Un mélange de fumée et de chaleur submergea Maline. Bien entendu, le bar était bondé ! Le décor devait y être pour beaucoup. Le propriétaire avait su reconstituer avec talent l’ambiance exotique d’un bar pirate. Rien ne manquait : hamacs et filets suspendus, faux perroquets accrochés aux branches de palmiers en plastique, grandes tables en roue et billots de bois pour s’asseoir… Tonneaux pour ceux qui voulaient rester debout, sabres aux murs, têtes de morts sur les étagères, galeries de méchants dans des cadres, de Marlon Brando en Fletcher Christian à Johnny Depp en Jack Sparrow… et vraisemblablement une carte déclinant toutes sortes de rhums !

Une musique cubaine discrète égayait le tout. L’ensemble était assez réussi, un peu kitch. Le patron avait dû investir beaucoup d’argent, mais il devait faire le plein, au moins, pendant ces dix jours !

Elle jeta un coup d’œil aux occupants des lieux. Cela la rassura : elle était presque la plus habillée de toutes les filles !

Elle s’avança jusqu’au bar pour demander où elle pouvait trouver le fameux Ramphastos. Un type entre deux âges, fatigué et moyennement aimable, sans doute le patron, lui indiqua une table dans un coin, près d’une fenêtre maquillée en hublot.

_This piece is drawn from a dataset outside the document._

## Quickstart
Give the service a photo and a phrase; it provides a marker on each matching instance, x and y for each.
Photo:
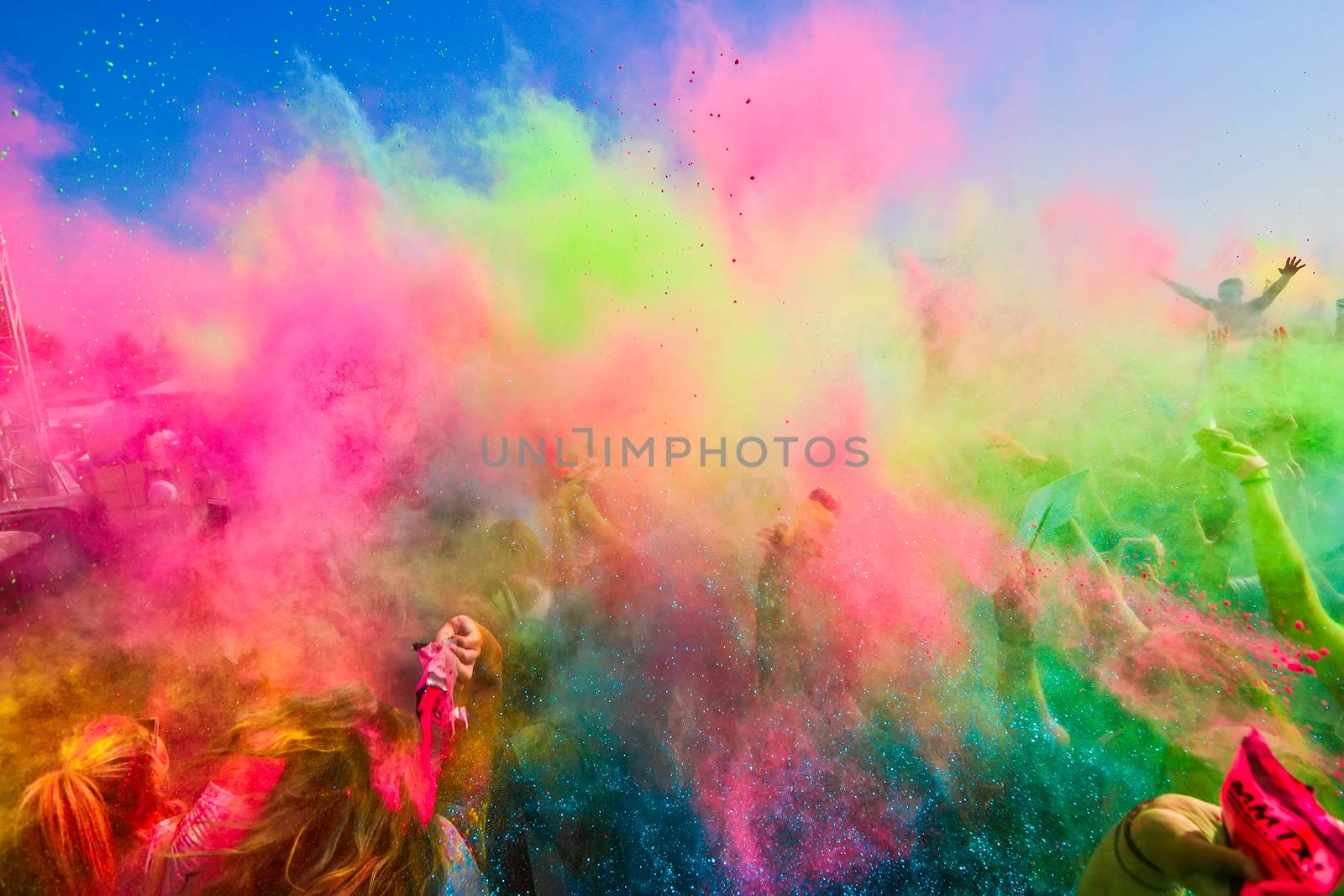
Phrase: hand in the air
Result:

Maline s’approcha. Ramphastos buvait seul à sa table, accoudé, le dos courbé. Sa lourde barbe grise semblait avoir tiré vers le bas de son visage toutes ses rides, y compris ses paupières tombantes et ses joues flasques. Seule une casquette de feutre bleue, enfoncée sur son crâne, résistait à la loi de la gravitation faciale. Une caricature de vieux loup de mer ! Il ne lui manquait que la pipe… Et le verre de rhum. Maline remarqua que, curieusement, il était attablé devant une bière.

Maline s’installa sur le billot de bois juste en face de Ramphastos, sans lui demander son avis. Le loup de mer ne protesta pas, posant même un regard intéressé sur la visiteuse.

— Monsieur Ramphastos ?

L’homme ne contrôla pas un rire gras et Maline se fit la réflexion qu’elle devrait éviter de faire de l’humour au moment où Ramphastos boirait sa bière.

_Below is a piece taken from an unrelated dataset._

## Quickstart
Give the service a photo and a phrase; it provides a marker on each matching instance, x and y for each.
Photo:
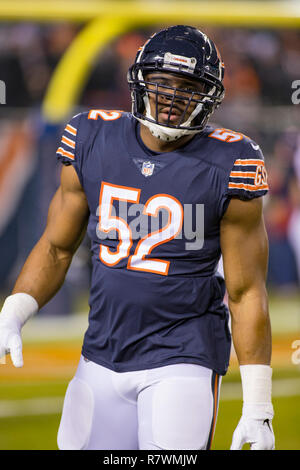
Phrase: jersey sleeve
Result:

Le vieux marin essuya sa barbe d’un revers de manche :

— Faut choisir, ma poupée. Tu peux m’appeler Pierre Poulizac. C’est mon patronyme officiel, mais plus personne ne m’appelle comme cela depuis un bail. Tout le monde m’appelle Ramphastos, ou même Rami, maintenant. On devient fainéant avec l’âge ! Toi ma jolie, t’as une tronche de journaliste qui veut me tirer les vers du nez. J’ai rien contre, remarque, et j’aurais pu tomber sur une plus moche. Mais ça ne t’empêchera pas de me commander une autre bière !

Maline héla la serveuse qui passait. Pour accompagner la pression de Rami, elle commanda, pour elle, un rhum qu’on lui certifia vieilli en fût depuis vingt ans. Après tout, elle n’allait pas se priver ! Elle ne comptait pas ses heures supplémentaires, Le SeinoMarin pouvait bien payer la note.

— Alors, qu’est-ce que tu me veux ma jolie ?

Maline avait le temps, toute la nuit.

— Vous connaître. Tenez, tout d’abord, votre surnom ? Ça veut dire quoi, « Ramphastos » ? Ça vient d’où ? Ça fait assez maléfique, non ?

— Il paraît… En réalité, ce n’est pas sorcier. Ramphastos, c’est le nom scientifique des perroquets, des toucans… Je porte le nom d’un perroquet ! Comme le capitaine Flint de Long John Silver. Mais Ramphastos, t’avoueras, c’est tout de même plus classe que Flint, non ?

Le vieux marin plaisait beaucoup à Maline. C’était réciproque, apparemment.

— T’as quel âge, petite ?

Du tac au tac.

— Dix-neuf ans… Mais je sais, je fais plus jeune…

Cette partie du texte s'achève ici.